The author managed to weave this delicate drama filled plot into the natural rhythm of life. The book wasn’t slow paced, nor too fast, giving you the sense of everyday routine; producing a powerful effect. It made the story real and tangible.
The story is compelling and heartbreaking and it flawlessly depicts the truth behind the notion of not “judging a book by its cover”, or just plain straight prejudice.
I liked Eleanor very much, and I personally think of her as an inspiration. Let’s face it she was ODD, but mainly because of the circumstances that surrounded her, rather than by choice. She didn’t have the money to buy regular clothes, so she wore what she could; she couldn’t afford pissing of her step dad, so she lay really low; and she was born with crazy hair, so she accepted it. Really teaches you the lesson that behind every person there’s a story we ought to get to know. In any case, it seemed like the world forces were working against her, but she kept a positive attitude. You hardly saw her crying, or complaining, she did the best that she could with what she got. That is simply admirable! I think I would completely act out, but she didn’t. She is an everyday hero.
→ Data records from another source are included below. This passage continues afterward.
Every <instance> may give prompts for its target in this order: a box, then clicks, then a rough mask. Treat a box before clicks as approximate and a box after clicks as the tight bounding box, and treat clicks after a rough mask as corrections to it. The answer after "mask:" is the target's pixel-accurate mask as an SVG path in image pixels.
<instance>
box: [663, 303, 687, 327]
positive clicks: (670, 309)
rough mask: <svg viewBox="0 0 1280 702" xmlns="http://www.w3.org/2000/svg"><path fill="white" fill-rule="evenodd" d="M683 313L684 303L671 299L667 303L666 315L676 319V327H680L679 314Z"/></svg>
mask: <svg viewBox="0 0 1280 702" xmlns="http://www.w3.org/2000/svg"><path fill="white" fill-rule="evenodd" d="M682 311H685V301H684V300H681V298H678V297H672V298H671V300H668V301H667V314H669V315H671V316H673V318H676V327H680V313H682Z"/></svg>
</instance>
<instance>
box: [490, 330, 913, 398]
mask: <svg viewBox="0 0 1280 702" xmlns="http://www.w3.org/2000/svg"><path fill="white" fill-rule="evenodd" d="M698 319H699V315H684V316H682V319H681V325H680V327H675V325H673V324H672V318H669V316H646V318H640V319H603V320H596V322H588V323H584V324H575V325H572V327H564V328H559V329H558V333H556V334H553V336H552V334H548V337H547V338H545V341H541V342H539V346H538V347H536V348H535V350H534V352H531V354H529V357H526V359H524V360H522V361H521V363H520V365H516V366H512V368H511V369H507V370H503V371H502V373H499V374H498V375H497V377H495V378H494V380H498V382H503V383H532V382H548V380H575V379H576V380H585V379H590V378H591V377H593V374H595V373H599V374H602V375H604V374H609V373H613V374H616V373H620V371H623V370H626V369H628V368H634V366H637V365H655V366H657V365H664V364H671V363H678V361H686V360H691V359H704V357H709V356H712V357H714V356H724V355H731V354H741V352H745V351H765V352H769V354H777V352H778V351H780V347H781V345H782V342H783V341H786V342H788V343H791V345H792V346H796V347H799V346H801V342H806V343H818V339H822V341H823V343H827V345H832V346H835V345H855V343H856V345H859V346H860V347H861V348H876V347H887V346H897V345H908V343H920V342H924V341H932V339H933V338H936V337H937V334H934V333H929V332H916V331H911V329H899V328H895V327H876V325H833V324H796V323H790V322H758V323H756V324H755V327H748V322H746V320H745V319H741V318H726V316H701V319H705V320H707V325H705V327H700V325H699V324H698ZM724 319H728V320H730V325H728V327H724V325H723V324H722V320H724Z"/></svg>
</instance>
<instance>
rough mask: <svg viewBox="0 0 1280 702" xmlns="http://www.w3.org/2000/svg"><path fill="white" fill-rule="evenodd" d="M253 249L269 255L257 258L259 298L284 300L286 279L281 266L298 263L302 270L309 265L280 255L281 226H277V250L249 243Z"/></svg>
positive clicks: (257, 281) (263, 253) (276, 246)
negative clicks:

Park on the other hand, was a regular kid trying to pass inadvertently; a mission that became increasingly hard the moment he started hanging out with Eleanor. He made me really proud when he finally accepted his differences and gathered the courage to face the fact he was in love with her. I even was proud of Park’s mom, who generally was just the sweetest mom, when she accepted her as well. Adults can also be judgmental at times.
To sum up, the process he experienced was moving, and the author really portrayed the struggle he had to face.
Rainbow Rowell has a magnificent sense of human feelings and processes and she sure knows how to put them into words. She is brilliant with descriptions. Nevertheless the book at times felt a little slow, I think maybe some things could’ve been spared. But all in all it is a masterpiece!
Finally, I think that having two points of view was essential to the story, because otherwise it would have been impossible to see how Eleanor and Park fell in love. We wouldn’t have gotten a hold of the subtle changes they were experiencing, and we couldn’t have figured out how they changed each other’s lives.
The fact that there were two narrators, one for each point of view, was crucial in the gender role representations. This, of course, wasn’t an issue. Nevertheless, at times Rebecca Lowman had to narrate some Park parts as Sunil Malhotra, had to do some Eleanor parts. It was scarce, but it wasn’t the same as hearing the actual voice they gave their original characters; yet they were almost as good, and if there wasn’t another narrator I wouldn’t have noticed. The pace in which they read though, was very calm. Almost too calm for me, which I guess goes right with the tone of the novel, but I need a bit more action. I’m a very restless person. However, it does not mean it was plain. They made the right voice inflexions in the right places, so it was a live story, just a very calm tone. I will like to end noting that I really loved how Sunil Malhotra did Park’s mom. I think he nailed her accent, and made her character funny and adorable.